Diesmal ist es der Film Noir, den fast jede Einstellung wachruft: Jalousien fächern den Bildraum; auf den Gesichtern ringt dramatisch Licht mit Schatten. Die Figur namens Ignacio/ Zahara/ Juan/ Ángel Andrade mag zwar männlichen Geschlechts sein, doch die Kaltblütigkeit der Femme Fatale hat sich in ihr eingenistet, als wäre Barbara Stanwyck zu neuem Leben auferstanden. Einmal ragt ein Filmplakat zu Billy Wilders kaltem Thriller „Double Indemnity“ ins Bild, Juan und Berenguer sind nämlich gerade ins Kino gegangen, um die „Woche des Film Noir“ zu besuchen. Beim Hinausgehen sagt Berenguer: „Ich komme mir vor, als handelten alle Filme von uns.“ Ein Mord, die letzte Rückblende verrät es, hat sich auch zugetragen.

Hinzu kommt die Selbstreflexivität. „La mala educación“ wird nicht müde, die eigene Struktur auszustellen. Das beginnt mit dem Vorspann. Die Bilder sind Mosaike, schwarz, rot und weiß gefärbt, zusammengestückelt aus den Fragmenten dessen, was der Film bringen wird. Man sieht das Schilf, hinter dem sich einige Einstellungen später der junge Ignacio dem Drängen Pater Manolos erwehren wird; man sieht eine Frau in Reizwäsche, auf allen vieren, im Film wird sie auf einem Plakat auftauchen, das Zaharas Auftritt ankündigt; man sieht die Gesichter der Darsteller, Jesusbilder, ein flammendes Herz, ein Kreuz – all dies kombiniert wie Zeitungsausrisse mit den für sie typischen, grob gerasterten Fotografien, eine in Bewegung gebrachte Collage. Für dieses Strukturprinzip findet der Film immer neue Entsprechungen: das Fliesenmosaik an einem Hauseingang in Valencia, die bunten Schachtelmuster auf den Vorhängen in der dazugehörigen Wohnung, die Wand des Kinos Olimpo, die mit einer zentimeterdicken Plakatschicht beklebt ist. Längst sind nicht mehr die einzelnen Plakate zu erkennen, sondern jeweils nur mehr Fetzen, die die Sicht auf andere Fetzen freigeben.

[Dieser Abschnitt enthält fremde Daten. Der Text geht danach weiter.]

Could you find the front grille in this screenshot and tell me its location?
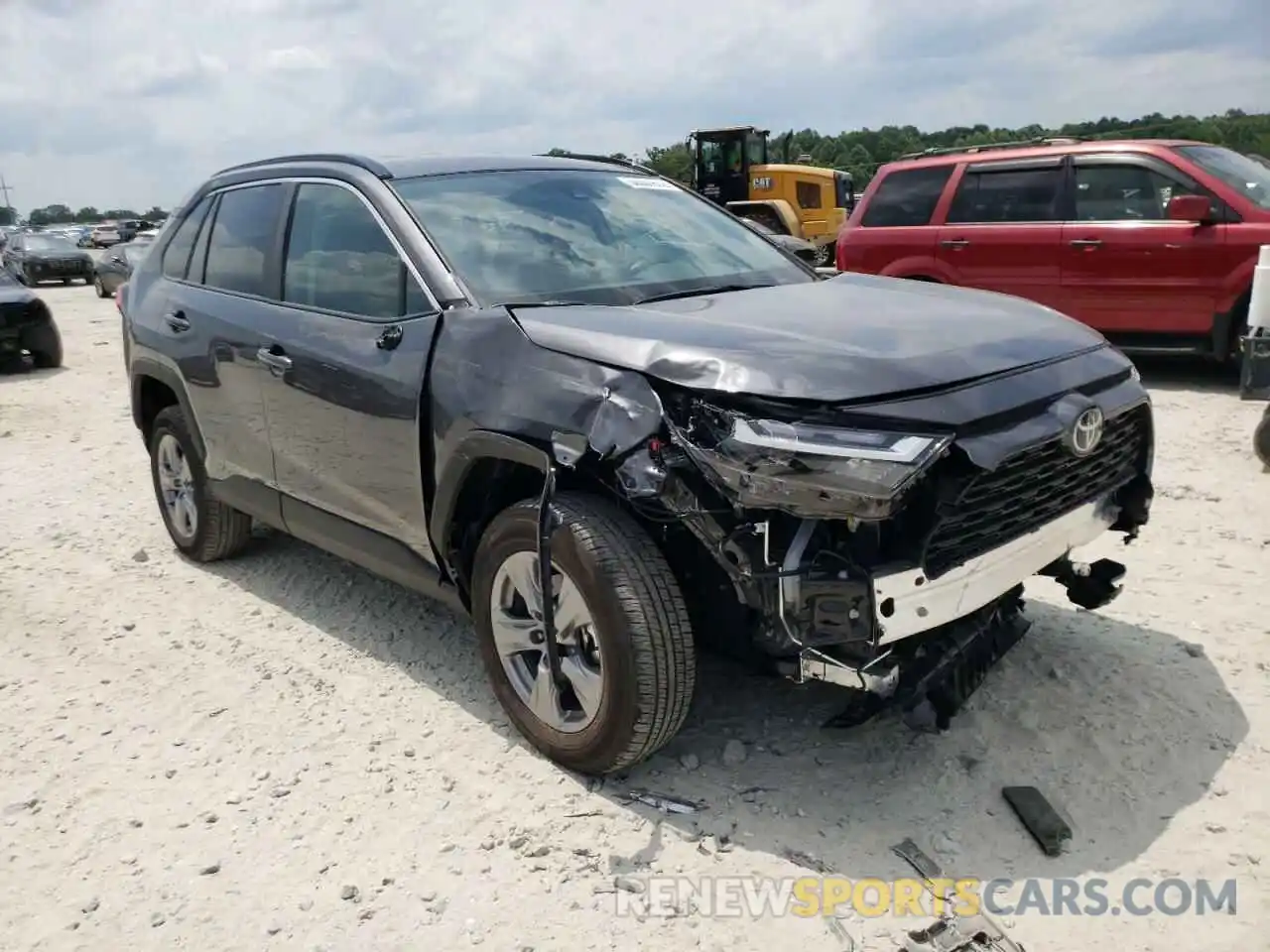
[922,407,1151,579]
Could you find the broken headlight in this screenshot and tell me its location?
[690,416,952,520]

Nicht zufällig beobachtet man Enrique, wie er aus der Zeitung eine Meldung ausschneidet, von einem Motorradfahrer, der in einer eisigen Nacht erfroren und erstarrt noch 90 Kilometer weiterfährt. So wie Enrique, der Regisseur im Film, so sammelt auch Almodóvar, der Regisseur des Films, sein Material – die unerhörten Begebenheiten des Medienzeitalters. „Sprich mit ihr“ ging auf so einen fait divers zurück: die Meldung von einer Komapatientin, die, nachdem sie von einem Pfleger vergewaltigt worden war, schwanger wurde und bei der Geburt des Säuglings aus dem Koma aufwachte. Ein ins Komische gewendeter Splitter dieser Geschichte bohrt sich in den neuen Film: Zahara vergnügt sich an der Erektion des schlafenden Enrique.

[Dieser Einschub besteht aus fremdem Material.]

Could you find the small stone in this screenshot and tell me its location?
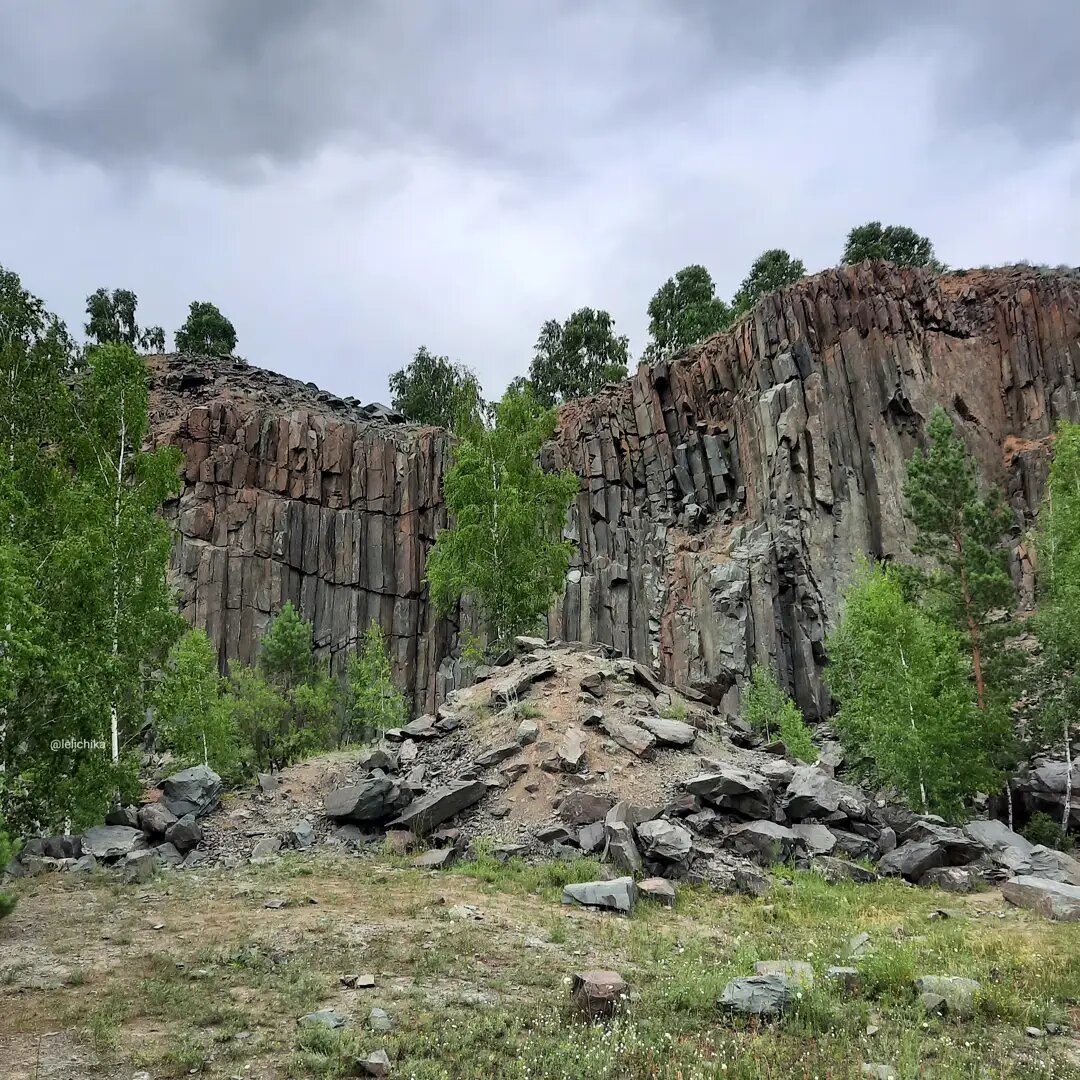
[570,971,630,1020]
[367,1009,394,1034]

Was „La mala educación“ von den vorangegangenen Filmen unterscheidet, ist die Temperatur. Die Melodramen-Variationen hatten etwas von dem Herz, das in „Alles über meine Mutter“ transplantiert wird: Es schlägt auch im falschen Körper. Es ist warm, es lässt das Blut pulsieren. Der Film, der sich andere Filme einverleibt, pocht trotzdem; Almodóvars Universum des falschen Lebens hat einen warmen Kern.

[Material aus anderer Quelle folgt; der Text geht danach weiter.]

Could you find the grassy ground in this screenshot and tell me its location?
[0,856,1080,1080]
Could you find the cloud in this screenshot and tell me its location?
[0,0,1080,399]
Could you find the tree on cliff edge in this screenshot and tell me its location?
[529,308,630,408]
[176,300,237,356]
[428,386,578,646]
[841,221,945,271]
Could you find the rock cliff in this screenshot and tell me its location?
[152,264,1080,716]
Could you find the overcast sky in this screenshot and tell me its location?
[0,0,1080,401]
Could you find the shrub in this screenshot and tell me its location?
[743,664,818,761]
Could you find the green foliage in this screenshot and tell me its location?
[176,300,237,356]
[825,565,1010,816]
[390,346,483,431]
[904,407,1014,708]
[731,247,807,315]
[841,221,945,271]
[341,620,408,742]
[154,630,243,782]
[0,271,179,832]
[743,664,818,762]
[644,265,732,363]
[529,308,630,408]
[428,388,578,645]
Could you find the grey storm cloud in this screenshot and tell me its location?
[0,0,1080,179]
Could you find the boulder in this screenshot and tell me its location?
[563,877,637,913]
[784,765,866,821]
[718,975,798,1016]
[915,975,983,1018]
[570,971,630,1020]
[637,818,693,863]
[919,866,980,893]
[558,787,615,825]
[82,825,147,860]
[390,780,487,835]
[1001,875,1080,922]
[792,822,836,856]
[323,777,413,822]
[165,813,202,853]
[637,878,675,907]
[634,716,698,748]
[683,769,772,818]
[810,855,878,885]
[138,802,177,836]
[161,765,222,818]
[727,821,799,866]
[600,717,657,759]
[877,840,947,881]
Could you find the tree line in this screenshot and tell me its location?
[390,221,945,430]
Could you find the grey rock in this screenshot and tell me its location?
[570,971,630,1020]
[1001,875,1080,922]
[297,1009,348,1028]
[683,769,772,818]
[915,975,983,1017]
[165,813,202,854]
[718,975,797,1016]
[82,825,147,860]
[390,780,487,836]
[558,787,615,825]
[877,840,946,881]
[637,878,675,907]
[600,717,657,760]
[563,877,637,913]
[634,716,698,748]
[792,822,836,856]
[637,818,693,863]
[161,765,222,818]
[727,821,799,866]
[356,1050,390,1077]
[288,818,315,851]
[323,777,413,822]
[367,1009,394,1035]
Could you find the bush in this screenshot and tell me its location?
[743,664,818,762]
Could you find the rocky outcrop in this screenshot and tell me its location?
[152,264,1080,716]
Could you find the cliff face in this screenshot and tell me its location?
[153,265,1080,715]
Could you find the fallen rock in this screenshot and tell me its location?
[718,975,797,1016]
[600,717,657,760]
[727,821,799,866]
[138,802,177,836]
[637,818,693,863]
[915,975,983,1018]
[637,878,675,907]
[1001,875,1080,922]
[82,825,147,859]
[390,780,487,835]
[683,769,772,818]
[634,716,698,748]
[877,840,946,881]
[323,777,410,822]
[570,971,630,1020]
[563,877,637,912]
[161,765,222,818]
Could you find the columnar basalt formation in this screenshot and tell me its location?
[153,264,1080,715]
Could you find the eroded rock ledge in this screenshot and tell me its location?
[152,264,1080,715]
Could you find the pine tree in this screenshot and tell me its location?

Das ist in „La mala educación“ anders. So kaltherzig, wie die Figuren einander beobachten und benutzen, so kalt kann der Film sein Publikum lassen. Man mag ihm das vorwerfen: Wo bleibt die Verführungskraft? Wo die Anteilnahme für die Figuren? Man kann die Kühle aber auch als notwendigen Tribut an den Film Noir betrachten – und wird zu dem Schluss kommen, dass niemand existenzielle Fragen – was ist Wahrheit, wenn jeder einen anderen Blick auf ein Geschehen entwickelt? Wie lässt sich erzählen, wenn die einheitliche Erzählung eine Lüge ist? – so elegant und klug in Szene setzt wie Pedro Almodóvar.